SCAD Makes Notable Impact on Georgia, Study Reveals – WWD

The Savannah College of Art and Design continues to serve as a rich source for its local economy. In fact, a recent economic impact study revealed that SCAD generates an impressive $600 million annually for the state of Georgia.

The report, conducted by national consulting firm Tripp Umbach, showcases the university’s “cultural, economic and charitable contributions” in Savannah and Atlanta on a yearly basis. It also demonstrates that 22 percent of graduates from the school stay within the state. And according to the school, this level of retention notably increases Georgia’s earning potential and productivity across industries.

Paul Umbach, founder of Tripp Umbach, reiterated that the effect the school has had on its communities as well as the economies of Savannah, Atlanta and the state of Georgia in general has been notable. “We have never seen an institution with a greater transformational impact on its local community than SCAD,” he said. “SCAD is the cultural heart of Savannah and the engine driving Georgia’s new economy.”
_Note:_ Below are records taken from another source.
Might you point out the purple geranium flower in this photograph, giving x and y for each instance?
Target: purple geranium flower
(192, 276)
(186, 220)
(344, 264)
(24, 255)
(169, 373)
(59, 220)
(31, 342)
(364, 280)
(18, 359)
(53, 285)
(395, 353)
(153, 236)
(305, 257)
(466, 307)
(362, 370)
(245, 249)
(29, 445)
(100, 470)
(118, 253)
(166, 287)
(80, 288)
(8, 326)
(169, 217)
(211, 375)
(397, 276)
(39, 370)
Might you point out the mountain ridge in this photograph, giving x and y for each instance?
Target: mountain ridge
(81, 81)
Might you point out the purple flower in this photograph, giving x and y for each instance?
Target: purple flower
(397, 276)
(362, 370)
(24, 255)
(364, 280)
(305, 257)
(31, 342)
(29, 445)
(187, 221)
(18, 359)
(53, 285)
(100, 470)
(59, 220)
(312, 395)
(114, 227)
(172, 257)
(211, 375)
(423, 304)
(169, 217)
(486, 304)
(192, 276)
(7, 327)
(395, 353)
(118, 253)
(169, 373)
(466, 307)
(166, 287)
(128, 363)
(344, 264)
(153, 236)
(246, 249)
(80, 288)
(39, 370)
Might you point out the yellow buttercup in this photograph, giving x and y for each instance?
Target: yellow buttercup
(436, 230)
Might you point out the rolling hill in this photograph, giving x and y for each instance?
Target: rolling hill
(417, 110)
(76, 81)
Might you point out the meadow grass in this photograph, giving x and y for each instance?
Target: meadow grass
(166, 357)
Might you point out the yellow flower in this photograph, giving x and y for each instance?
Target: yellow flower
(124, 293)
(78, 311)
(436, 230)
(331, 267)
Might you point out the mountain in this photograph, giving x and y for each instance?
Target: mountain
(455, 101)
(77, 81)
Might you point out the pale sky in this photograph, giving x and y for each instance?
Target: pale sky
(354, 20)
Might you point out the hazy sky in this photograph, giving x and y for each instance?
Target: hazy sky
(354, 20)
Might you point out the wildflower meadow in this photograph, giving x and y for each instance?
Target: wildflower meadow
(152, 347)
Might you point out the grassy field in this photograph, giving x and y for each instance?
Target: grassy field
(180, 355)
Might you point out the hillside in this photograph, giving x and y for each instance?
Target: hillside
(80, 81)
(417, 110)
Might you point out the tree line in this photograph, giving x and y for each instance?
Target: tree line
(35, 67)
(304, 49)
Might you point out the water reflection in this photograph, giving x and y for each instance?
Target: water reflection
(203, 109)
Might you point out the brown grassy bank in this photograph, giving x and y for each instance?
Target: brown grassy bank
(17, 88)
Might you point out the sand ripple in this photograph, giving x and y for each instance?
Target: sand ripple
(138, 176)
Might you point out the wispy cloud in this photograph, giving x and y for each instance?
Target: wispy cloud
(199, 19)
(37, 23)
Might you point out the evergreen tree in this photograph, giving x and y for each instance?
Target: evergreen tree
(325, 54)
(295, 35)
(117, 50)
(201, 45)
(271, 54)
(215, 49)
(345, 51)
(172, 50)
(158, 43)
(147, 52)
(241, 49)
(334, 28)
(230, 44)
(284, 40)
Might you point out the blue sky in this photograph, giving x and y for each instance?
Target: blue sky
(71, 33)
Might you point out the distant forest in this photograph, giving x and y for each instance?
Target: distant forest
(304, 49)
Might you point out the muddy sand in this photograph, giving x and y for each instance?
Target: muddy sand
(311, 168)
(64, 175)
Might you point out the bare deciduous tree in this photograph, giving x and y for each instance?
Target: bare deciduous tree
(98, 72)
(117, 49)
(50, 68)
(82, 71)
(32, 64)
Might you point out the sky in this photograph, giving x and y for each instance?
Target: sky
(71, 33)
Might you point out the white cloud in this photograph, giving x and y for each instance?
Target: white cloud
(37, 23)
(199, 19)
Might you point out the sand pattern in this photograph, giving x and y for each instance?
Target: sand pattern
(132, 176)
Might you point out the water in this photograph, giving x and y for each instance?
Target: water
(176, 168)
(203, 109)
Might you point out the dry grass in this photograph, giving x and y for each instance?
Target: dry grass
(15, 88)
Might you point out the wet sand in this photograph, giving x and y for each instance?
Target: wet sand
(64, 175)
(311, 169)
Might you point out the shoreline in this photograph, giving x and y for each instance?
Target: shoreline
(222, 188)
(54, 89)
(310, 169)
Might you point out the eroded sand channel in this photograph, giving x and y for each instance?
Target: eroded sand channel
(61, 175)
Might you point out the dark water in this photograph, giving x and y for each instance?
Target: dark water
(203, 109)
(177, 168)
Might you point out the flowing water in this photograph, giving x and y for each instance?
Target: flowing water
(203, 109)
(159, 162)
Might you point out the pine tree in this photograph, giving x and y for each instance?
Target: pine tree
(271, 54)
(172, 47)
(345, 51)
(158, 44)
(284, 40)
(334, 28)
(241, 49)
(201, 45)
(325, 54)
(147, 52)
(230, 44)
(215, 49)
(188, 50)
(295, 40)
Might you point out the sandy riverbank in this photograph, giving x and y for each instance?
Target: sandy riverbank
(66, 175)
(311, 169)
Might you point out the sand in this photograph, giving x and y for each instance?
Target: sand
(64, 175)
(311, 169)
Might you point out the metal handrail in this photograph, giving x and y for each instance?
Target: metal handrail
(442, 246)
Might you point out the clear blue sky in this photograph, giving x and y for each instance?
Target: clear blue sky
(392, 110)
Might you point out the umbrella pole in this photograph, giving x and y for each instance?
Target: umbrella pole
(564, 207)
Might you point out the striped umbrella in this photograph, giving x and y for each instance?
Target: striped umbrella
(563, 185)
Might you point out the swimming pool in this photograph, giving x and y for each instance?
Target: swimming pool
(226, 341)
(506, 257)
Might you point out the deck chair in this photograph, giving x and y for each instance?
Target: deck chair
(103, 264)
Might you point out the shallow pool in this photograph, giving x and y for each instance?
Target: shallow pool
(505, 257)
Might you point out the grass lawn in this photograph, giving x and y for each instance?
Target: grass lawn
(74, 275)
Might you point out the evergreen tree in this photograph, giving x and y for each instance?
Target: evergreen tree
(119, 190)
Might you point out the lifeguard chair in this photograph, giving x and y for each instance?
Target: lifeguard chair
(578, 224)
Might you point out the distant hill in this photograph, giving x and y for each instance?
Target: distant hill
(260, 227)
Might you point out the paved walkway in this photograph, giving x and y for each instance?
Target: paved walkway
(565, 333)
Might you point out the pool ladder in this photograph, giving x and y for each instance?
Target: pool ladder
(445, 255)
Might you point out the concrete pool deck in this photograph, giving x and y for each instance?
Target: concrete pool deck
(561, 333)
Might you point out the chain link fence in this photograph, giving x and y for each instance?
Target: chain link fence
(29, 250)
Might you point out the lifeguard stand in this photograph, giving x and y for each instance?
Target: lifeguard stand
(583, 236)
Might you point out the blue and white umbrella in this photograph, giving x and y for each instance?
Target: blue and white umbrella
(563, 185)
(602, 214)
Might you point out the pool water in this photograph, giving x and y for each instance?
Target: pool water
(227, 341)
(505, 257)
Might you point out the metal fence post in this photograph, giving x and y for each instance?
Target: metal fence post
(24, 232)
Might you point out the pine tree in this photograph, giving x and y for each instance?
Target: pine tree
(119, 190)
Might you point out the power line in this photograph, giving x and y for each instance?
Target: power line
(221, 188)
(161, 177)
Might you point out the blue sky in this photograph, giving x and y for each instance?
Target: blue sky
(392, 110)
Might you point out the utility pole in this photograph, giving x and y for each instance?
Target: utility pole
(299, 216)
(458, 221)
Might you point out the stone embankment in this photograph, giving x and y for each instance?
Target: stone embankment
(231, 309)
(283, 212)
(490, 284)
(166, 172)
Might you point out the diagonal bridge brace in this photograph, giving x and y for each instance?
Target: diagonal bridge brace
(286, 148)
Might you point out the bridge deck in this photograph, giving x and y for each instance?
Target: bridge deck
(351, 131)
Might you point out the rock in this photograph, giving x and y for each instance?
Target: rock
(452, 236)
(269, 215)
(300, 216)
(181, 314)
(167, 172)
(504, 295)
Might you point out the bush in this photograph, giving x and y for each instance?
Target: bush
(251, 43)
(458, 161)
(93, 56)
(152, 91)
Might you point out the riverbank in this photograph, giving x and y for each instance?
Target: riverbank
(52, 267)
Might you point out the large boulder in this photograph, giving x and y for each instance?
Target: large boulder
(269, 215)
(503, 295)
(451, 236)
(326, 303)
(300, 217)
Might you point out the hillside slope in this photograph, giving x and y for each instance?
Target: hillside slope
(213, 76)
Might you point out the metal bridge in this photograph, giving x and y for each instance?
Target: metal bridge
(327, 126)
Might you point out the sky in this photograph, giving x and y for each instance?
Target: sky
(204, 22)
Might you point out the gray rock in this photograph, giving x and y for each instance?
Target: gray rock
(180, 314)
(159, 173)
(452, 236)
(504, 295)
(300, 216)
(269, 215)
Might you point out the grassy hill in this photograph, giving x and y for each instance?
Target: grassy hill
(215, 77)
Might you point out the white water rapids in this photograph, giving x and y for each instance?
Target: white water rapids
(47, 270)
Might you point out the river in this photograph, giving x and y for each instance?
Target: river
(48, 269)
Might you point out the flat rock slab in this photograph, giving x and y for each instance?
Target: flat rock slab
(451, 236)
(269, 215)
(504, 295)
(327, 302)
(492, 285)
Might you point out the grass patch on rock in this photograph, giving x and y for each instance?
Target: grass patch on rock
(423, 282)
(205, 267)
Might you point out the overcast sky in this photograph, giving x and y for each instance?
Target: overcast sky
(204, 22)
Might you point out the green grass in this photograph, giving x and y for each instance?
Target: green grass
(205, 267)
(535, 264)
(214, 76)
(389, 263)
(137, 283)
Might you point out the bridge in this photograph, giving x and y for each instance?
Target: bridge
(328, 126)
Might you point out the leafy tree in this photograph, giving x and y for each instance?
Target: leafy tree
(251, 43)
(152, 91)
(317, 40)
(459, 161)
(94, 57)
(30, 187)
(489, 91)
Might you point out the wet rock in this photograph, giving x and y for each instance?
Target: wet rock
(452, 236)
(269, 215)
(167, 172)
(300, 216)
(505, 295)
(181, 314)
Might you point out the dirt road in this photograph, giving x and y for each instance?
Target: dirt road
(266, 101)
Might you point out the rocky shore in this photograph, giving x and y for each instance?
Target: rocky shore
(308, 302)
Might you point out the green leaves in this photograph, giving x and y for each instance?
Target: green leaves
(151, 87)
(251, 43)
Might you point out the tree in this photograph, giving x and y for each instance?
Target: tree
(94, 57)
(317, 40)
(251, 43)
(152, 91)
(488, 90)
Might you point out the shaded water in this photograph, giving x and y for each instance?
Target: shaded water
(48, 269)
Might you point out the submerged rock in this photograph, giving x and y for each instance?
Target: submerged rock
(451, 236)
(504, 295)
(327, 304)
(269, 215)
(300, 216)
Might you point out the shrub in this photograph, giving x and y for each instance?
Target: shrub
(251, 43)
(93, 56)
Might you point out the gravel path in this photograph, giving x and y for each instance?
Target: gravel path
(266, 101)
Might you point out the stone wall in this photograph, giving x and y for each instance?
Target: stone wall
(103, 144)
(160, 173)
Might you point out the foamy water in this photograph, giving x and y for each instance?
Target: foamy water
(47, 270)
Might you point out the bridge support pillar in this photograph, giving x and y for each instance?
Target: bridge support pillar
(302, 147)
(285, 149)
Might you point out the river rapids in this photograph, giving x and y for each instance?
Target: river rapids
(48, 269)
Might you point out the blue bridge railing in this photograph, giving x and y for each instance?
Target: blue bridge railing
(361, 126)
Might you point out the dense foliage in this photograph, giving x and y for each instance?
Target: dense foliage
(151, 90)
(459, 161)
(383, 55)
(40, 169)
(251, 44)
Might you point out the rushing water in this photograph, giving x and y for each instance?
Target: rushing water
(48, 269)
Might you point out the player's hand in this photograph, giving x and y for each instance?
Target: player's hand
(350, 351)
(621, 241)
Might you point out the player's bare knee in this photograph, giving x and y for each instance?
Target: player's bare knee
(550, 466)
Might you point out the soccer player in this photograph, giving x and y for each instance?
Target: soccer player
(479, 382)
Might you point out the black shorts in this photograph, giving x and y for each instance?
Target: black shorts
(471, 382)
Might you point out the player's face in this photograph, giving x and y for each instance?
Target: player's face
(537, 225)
The university pointed out that via “entrepreneurialism and innovation, community-facing events and charitable endeavors,” SCAD’s students, faculty, staff and alumni have boosted the “economic vitality of SCAD’s hometown communities.”

SCAD has also fueled the revitalization of Savannah neighborhoods, transforming and repurposing what the school described as “forgotten historic structures” into residence halls, classrooms and more. According to the school, the result has been award-winning conservation projects that have contributed to rising real estate values in the city.

“Most visible are the buildings SCAD has transformed, and most important are the lives SCAD has transformed,” said Paula Wallace, president and founder, offering her take on the university’s impact.

Beyond these influences, the university pointed out it has helped lessen crime and has helped form safer communities through initiatives related to public safety.